Motor racing legend John Surtees is to see his son Henry’s name live on with the funding by his memorial foundation of a life-saving blood transfusion service for trauma victims.
For the first time outside of London, the Kent, Surrey and Sussex Air Ambulance will carry blood for emergency transfusions at the scene of accidents, thanks to funding by the Henry Surtees Foundation.
Henry, who was a pupil at Worth School, near Turners Hill, died tragically in July, 2009, aged just 18, in a freak Formula 2 accident at Brands Hatch when he was hit by a wheel that flew off another competitor’s car.
Following in the footsteps of his father, who is still the only person to have won World Championships in both Grand Prix Motorcycling and Formula 1, Henry was tipped for greatness. He was the fastest British driver in his category, and had finished third in a first race the day before he was killed.
Now, the Henry Surtees Foundation, which was set up by John Surtees, OBE, in memory of his son, has made it possible for emergency blood transfusions to take place at the scene of medical emergencies.
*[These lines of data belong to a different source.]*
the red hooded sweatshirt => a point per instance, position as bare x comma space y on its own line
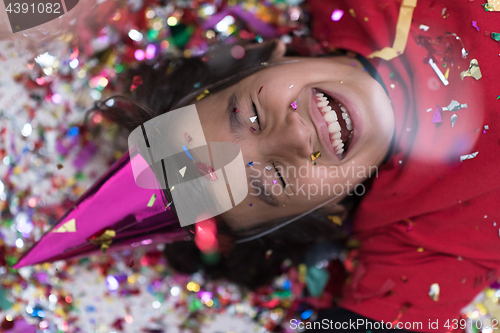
429, 225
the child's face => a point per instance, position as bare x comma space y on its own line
287, 137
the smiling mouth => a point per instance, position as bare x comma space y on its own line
338, 121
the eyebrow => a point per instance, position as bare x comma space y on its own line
235, 122
264, 195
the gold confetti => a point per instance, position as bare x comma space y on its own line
335, 219
315, 155
203, 94
473, 70
434, 292
69, 226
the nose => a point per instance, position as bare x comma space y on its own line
290, 138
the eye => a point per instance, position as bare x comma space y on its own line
279, 175
256, 113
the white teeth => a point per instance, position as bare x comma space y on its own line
336, 136
334, 127
330, 117
322, 104
337, 142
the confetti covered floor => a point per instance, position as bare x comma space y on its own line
48, 158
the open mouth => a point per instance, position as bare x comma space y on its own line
337, 120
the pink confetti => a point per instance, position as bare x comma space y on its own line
337, 15
436, 118
474, 24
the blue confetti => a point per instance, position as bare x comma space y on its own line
306, 314
187, 153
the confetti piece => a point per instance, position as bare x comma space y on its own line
202, 95
182, 171
454, 106
436, 118
473, 70
69, 226
438, 72
187, 153
468, 156
315, 155
453, 119
188, 138
434, 292
152, 200
136, 82
337, 15
335, 219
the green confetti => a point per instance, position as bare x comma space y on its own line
152, 200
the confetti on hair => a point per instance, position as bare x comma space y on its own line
468, 156
473, 70
136, 82
337, 15
202, 95
436, 118
315, 155
152, 200
453, 119
335, 219
182, 171
454, 106
434, 292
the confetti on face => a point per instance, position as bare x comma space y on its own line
434, 292
183, 171
315, 155
436, 118
473, 70
468, 156
453, 119
337, 15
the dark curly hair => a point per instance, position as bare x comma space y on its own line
166, 83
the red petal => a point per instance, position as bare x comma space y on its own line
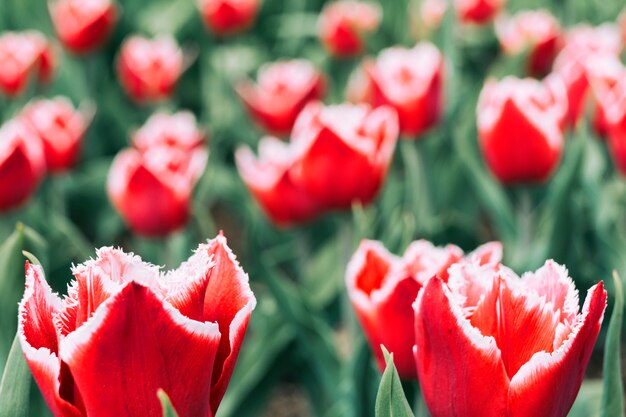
461, 372
134, 344
229, 302
547, 385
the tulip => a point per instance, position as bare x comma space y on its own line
583, 45
152, 188
23, 57
61, 128
491, 344
126, 329
83, 25
226, 17
148, 69
478, 11
338, 155
410, 81
537, 32
520, 128
282, 91
22, 164
343, 25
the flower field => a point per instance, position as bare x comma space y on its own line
312, 208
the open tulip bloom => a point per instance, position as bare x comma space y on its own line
126, 330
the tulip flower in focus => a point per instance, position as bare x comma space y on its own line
520, 128
282, 91
22, 164
83, 25
535, 31
226, 17
61, 129
337, 155
148, 69
491, 344
24, 57
126, 329
382, 288
478, 11
583, 45
410, 81
151, 186
343, 25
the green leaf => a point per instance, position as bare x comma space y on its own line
15, 385
166, 404
612, 393
391, 401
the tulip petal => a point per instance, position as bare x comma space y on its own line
547, 385
229, 302
460, 371
134, 344
38, 338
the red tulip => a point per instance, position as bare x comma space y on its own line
283, 90
520, 128
226, 17
61, 129
338, 155
148, 69
151, 188
535, 31
22, 164
126, 329
583, 45
478, 11
24, 56
83, 25
344, 24
491, 344
410, 81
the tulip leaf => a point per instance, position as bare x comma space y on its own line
15, 385
166, 404
612, 393
391, 401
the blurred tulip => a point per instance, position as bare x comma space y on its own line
226, 17
520, 127
24, 57
283, 89
478, 11
126, 329
410, 81
151, 186
338, 155
491, 344
22, 164
583, 45
343, 25
83, 25
537, 32
148, 69
61, 128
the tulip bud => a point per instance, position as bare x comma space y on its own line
227, 17
343, 25
83, 25
520, 128
24, 57
410, 81
61, 129
478, 11
537, 32
148, 69
283, 89
22, 164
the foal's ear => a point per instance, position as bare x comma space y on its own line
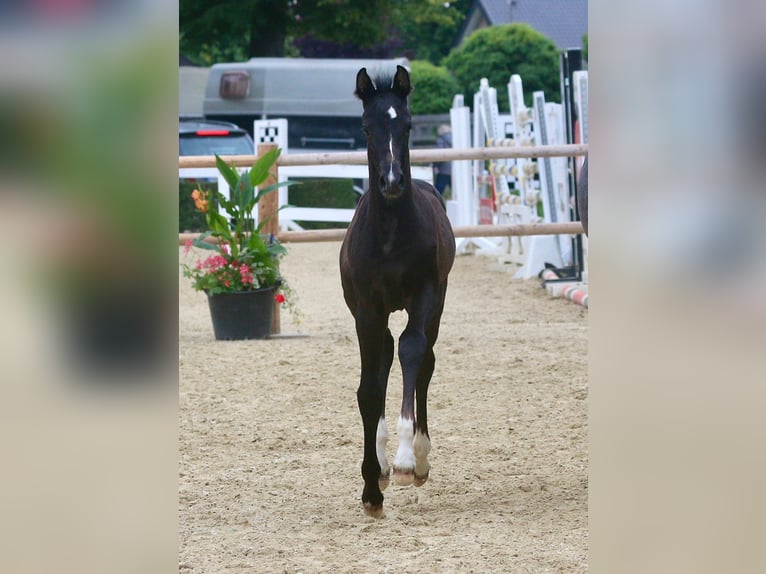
401, 84
364, 86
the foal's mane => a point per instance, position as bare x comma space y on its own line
383, 82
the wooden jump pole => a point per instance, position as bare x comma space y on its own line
268, 211
325, 235
416, 156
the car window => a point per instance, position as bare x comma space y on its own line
209, 145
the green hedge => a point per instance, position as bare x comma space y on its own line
498, 52
434, 89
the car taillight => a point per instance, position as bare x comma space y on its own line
213, 132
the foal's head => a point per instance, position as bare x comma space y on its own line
386, 121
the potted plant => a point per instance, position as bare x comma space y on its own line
241, 277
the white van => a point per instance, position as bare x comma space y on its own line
316, 96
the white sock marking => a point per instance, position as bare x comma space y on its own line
405, 458
380, 445
421, 447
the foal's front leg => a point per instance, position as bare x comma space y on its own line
410, 463
373, 344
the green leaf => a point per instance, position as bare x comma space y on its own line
229, 173
205, 245
260, 170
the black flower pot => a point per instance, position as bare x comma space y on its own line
243, 314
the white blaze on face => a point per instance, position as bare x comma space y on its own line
380, 446
392, 114
391, 169
405, 458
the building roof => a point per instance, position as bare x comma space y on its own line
563, 21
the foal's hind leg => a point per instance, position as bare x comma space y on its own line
421, 445
416, 358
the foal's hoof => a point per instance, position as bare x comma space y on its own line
420, 480
403, 477
374, 510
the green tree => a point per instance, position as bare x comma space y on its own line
429, 28
498, 52
434, 88
234, 30
215, 30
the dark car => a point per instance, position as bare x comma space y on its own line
208, 137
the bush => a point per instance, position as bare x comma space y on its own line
498, 52
434, 89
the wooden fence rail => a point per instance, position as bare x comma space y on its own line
416, 156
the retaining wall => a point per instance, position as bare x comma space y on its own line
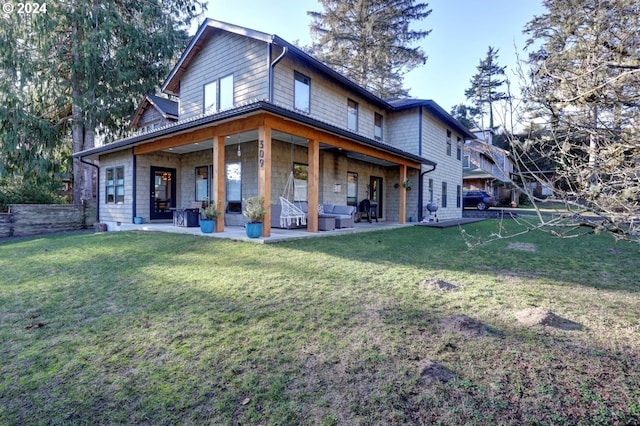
34, 219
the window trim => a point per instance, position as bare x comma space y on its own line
217, 83
375, 127
115, 186
349, 114
305, 80
443, 199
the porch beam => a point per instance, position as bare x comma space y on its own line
264, 174
217, 191
228, 128
313, 184
304, 131
403, 195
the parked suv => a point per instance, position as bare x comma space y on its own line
478, 199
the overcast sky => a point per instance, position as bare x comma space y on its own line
462, 30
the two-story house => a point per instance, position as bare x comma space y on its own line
255, 110
488, 168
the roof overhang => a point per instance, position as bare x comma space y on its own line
247, 111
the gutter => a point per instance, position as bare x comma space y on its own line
97, 187
420, 196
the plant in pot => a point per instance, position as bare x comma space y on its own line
254, 210
208, 216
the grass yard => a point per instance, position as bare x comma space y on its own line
391, 327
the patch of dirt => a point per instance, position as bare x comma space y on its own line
432, 372
531, 317
436, 284
523, 247
463, 325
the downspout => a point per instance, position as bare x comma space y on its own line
420, 196
97, 187
271, 69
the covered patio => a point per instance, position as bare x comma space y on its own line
237, 233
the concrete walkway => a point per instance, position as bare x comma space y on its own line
237, 233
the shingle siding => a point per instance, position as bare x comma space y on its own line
225, 54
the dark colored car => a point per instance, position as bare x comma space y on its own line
478, 199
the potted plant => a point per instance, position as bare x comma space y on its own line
208, 216
254, 210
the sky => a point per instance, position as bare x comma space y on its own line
462, 31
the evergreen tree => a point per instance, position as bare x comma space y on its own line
485, 84
78, 67
585, 83
370, 41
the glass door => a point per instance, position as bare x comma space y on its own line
163, 192
375, 193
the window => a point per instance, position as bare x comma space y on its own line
301, 92
377, 129
114, 185
444, 194
202, 183
234, 187
352, 189
352, 115
211, 97
218, 94
300, 177
226, 92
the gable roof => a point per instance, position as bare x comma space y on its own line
166, 107
208, 26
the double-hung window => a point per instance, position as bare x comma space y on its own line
218, 94
114, 185
301, 92
352, 115
444, 194
377, 126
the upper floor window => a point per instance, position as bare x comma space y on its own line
218, 94
352, 115
301, 92
444, 194
377, 129
466, 162
114, 185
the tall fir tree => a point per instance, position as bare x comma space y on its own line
485, 84
370, 41
79, 67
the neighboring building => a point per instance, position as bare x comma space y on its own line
154, 112
489, 168
253, 109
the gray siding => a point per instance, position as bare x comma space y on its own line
224, 54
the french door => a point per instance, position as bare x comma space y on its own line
163, 192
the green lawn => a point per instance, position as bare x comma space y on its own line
149, 328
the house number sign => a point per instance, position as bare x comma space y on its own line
261, 154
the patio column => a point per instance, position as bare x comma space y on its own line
217, 191
403, 194
313, 184
264, 174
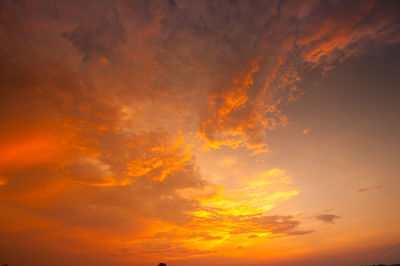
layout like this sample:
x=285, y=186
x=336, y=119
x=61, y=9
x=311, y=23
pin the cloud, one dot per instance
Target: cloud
x=327, y=218
x=368, y=189
x=104, y=103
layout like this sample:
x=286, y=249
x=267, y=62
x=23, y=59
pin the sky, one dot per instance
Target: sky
x=199, y=132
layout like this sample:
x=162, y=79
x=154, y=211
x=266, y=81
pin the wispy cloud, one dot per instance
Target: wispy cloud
x=327, y=218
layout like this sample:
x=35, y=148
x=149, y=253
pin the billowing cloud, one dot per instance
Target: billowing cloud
x=105, y=105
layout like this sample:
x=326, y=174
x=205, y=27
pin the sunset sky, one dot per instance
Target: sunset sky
x=199, y=133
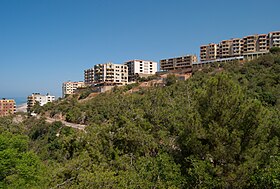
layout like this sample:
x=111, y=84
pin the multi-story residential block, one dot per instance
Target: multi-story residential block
x=208, y=52
x=69, y=87
x=250, y=44
x=248, y=47
x=274, y=39
x=89, y=76
x=110, y=74
x=237, y=47
x=7, y=107
x=178, y=63
x=41, y=99
x=262, y=43
x=141, y=68
x=224, y=49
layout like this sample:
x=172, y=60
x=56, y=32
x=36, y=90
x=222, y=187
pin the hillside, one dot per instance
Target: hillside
x=218, y=129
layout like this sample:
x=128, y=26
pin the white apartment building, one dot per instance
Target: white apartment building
x=274, y=39
x=141, y=68
x=37, y=97
x=110, y=74
x=70, y=87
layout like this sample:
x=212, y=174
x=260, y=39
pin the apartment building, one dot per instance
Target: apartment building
x=70, y=87
x=140, y=68
x=178, y=63
x=7, y=107
x=250, y=46
x=110, y=74
x=41, y=99
x=89, y=76
x=224, y=49
x=274, y=39
x=208, y=52
x=237, y=47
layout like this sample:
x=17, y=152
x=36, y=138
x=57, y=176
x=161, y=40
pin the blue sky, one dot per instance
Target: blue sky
x=46, y=42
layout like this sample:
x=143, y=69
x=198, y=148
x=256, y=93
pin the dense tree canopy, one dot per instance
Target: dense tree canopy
x=218, y=129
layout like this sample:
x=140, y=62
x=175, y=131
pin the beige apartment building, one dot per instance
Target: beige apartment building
x=274, y=39
x=70, y=87
x=41, y=99
x=7, y=107
x=110, y=74
x=208, y=52
x=237, y=47
x=250, y=46
x=140, y=68
x=178, y=63
x=89, y=76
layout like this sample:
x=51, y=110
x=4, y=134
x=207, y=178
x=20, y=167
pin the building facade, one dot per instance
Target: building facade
x=248, y=46
x=41, y=99
x=274, y=39
x=141, y=68
x=7, y=107
x=89, y=76
x=110, y=74
x=178, y=63
x=70, y=87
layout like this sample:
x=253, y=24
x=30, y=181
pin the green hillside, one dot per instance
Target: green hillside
x=219, y=129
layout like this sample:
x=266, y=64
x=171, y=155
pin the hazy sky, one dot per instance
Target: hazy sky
x=46, y=42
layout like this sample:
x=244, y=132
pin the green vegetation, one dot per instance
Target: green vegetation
x=219, y=129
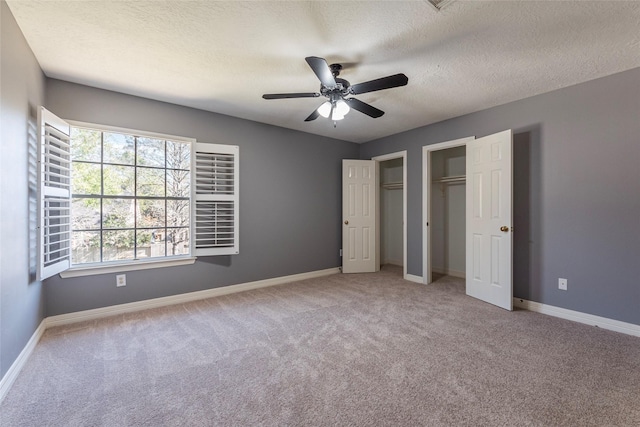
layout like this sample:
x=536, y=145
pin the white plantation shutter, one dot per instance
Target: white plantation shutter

On behalf of the foundation, John handed over a cheque for £25,000 on Monday, to air ambulance chief executive Adrian Bell at its Marden air base for the purchase of all the equipment needed for the facilitate on board the charity’s two helicopters.
In addition, the money will fund two Honda CRV cars for blood transportation by SERV (Service by Emergency Rider Volunteers) from East Surrey Hospital in Redhill, and William Harvey Hospital in Ashford, Kent.
The service by the three charities also once again brings together the name of John Surtees and Honda, who he drove for in the late 1960s.
John said: “I am very grateful to all of those who have helped the Henry Surtees Foundation provide the Kent, Surrey and Sussex Air Ambulance with blood transfusion equipment and the Honda vehicles to transport the blood. The speedy delivery of this new service to the scene of an emergency will help save lives and injury.”
Until now, the Air Ambulance has only been able to replace lost body fluids with a saline solution. Henry Surtees himself was flown by air ambulance to hospital but died later.
Adrian Bell described the new service as “a very exciting development”. He said: “It is a major step forward for the charity in the way we look after the patient and give them the best-possible service.”